Norcross is located in western Gwinnett County at 33°56′N 84°13′W (33.9386, -84.2086). It is bordered to the north by the city of Peachtree Corners. Interstate 85 forms the southern boundary of the city, with access from Exits 99 (Jimmy Carter Boulevard), 101 (Indian Trail Lilburn Road), and 102 (Georgia State Route 378). Downtown Atlanta is 20 miles (32 km) to the southwest via I-85.
According to the United States Census Bureau, the city of Norcross has a total area of 4.65 square miles (12.05 km2), of which 4.64 square miles (12.02 km2) is land and 0.01 square miles (0.03 km2), or 0.25%, is water.
The Western Gwinnett Bikeway, is a multi-use trail along the Peachtree Industrial Boulevard. It is a shared use path, cycle track, and bike lane that connects Norcross to neighboring Duluth.
In September 2015, the Norcross City Council approved plans to do a concept study on developing the Beaver Ruin Creek Greenway. The greenway could serve to connect Norcross residents to the Peachtree Creek Greenway that is being developed in Atlanta, Brookhaven, Chamblee and Doraville.
As of 2010, Norcross had a population of 9,116. The racial and ethnic composition of the population was 40.8% white, 19.8% black or African American, 0.7% Native American, 2.1% Asian Indian, 10.7% Asian, 0.1% Pacific Islander, 21.5% from some other race and 4.3% reporting two or more races. 39.4% of the population was Hispanic or Latino.

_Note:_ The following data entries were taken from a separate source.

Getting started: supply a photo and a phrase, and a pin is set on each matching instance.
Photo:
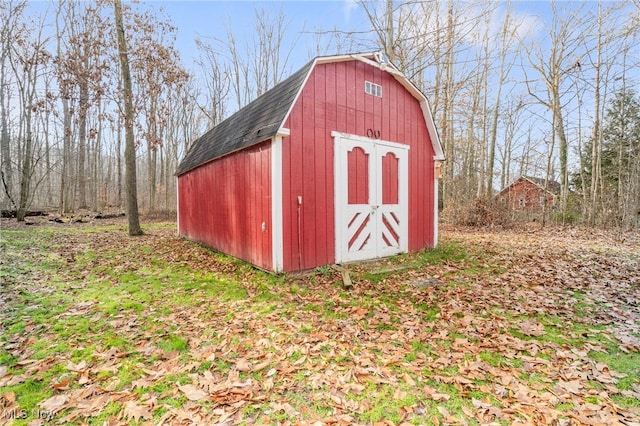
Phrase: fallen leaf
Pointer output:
(53, 404)
(133, 411)
(193, 393)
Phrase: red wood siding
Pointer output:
(334, 99)
(224, 203)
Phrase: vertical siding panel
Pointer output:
(320, 166)
(308, 209)
(231, 219)
(220, 215)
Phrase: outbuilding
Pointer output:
(337, 163)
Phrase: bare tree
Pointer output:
(130, 147)
(554, 66)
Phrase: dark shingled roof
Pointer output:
(256, 122)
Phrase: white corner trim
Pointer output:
(178, 205)
(277, 247)
(436, 194)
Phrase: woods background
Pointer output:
(553, 97)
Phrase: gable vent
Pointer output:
(373, 89)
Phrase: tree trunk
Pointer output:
(82, 146)
(130, 148)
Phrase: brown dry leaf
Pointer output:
(408, 379)
(573, 386)
(531, 328)
(133, 411)
(243, 365)
(193, 393)
(54, 404)
(84, 378)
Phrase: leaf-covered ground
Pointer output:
(503, 327)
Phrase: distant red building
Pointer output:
(529, 195)
(337, 163)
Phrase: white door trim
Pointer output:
(344, 213)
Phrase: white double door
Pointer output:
(371, 198)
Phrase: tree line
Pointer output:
(549, 95)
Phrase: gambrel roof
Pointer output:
(263, 118)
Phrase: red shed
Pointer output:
(529, 194)
(335, 164)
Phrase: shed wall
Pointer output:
(224, 204)
(334, 99)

At the 2000 census, there were 8,410 people, 2,644 households and 1,768 families residing in the city. The population density was 2,050.4 per square mile (792.0/km²). There were 2,750 housing units at an average density of 670.5 per square mile (259.0/km²). The racial makeup of the city was 53.50% White, 20.82% African American, 0.54% Native American, 6.10% Asian, 0.04% Pacific Islander, 15.39% from other races, and 3.63% from two or more races. Hispanic or Latino of any race were 40.93% of the population.

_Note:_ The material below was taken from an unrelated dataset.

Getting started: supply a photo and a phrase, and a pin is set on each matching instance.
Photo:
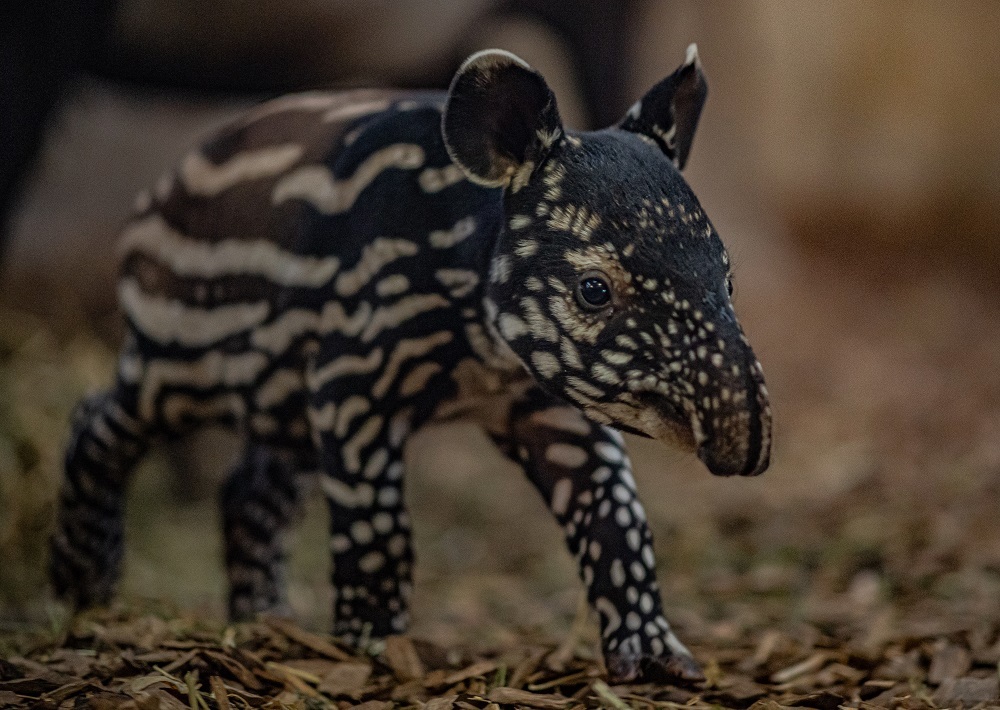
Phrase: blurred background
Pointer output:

There were 2,644 households of which 33.6% had children under the age of 18 living with them, 45.3% were married couples living together, 13.2% had a female householder with no husband present, and 33.1% were non-families. 22.2% of all households were made up of individuals and 4.7% had someone living alone who was 65 years of age or older. The average household size was 3.04 and the average family size was 3.35.
Age distribution was 22.7% under the age of 18, 14.8% from 18 to 24, 40.9% from 25 to 44, 15.5% from 45 to 64, and 6.1% who were 65 years of age or older. The median age was 30 years. For every 100 females, there were 130.7 males. For every 100 females age 18 and over, there were 134.8 males.

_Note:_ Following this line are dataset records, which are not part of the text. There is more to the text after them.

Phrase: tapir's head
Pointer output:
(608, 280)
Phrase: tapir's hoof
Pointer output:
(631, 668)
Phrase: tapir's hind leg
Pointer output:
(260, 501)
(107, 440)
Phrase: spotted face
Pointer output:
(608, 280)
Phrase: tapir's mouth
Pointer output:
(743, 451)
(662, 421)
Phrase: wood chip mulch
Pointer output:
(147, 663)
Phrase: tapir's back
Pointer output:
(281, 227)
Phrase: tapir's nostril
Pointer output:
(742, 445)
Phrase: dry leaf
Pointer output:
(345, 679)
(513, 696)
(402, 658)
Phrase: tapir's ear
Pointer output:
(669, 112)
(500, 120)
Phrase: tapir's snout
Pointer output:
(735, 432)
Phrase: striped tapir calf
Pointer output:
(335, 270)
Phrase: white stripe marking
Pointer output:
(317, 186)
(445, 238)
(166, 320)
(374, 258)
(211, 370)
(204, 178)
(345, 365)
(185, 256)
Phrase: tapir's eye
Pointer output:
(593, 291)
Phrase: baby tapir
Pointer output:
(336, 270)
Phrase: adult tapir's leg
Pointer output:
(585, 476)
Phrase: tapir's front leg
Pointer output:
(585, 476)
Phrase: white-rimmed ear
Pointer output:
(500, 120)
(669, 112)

The median household income was $44,728 and the median family income was $42,893. Males had a median income of $26,485 versus $27,347 for females. The per capita income for the city was $18,573. About 11.8% of families and 17.9% of the population were below the poverty line, including 20.0% of those under age 18 and 17.2% of those age 65 or over.
Gwinnett County Public Schools serves Norcross.
Gwinnett County Public Library operates the Norcross Branch in Norcross.
The main newspaper of Greater Atlanta is the Atlanta Journal-Constitution.
The Spanish language newspaper El Nuevo Georgia has its headquarters in unincorporated Gwinnett County near Norcross.
The ABC Studios television show Resurrection was filmed in the town square and all around Norcross.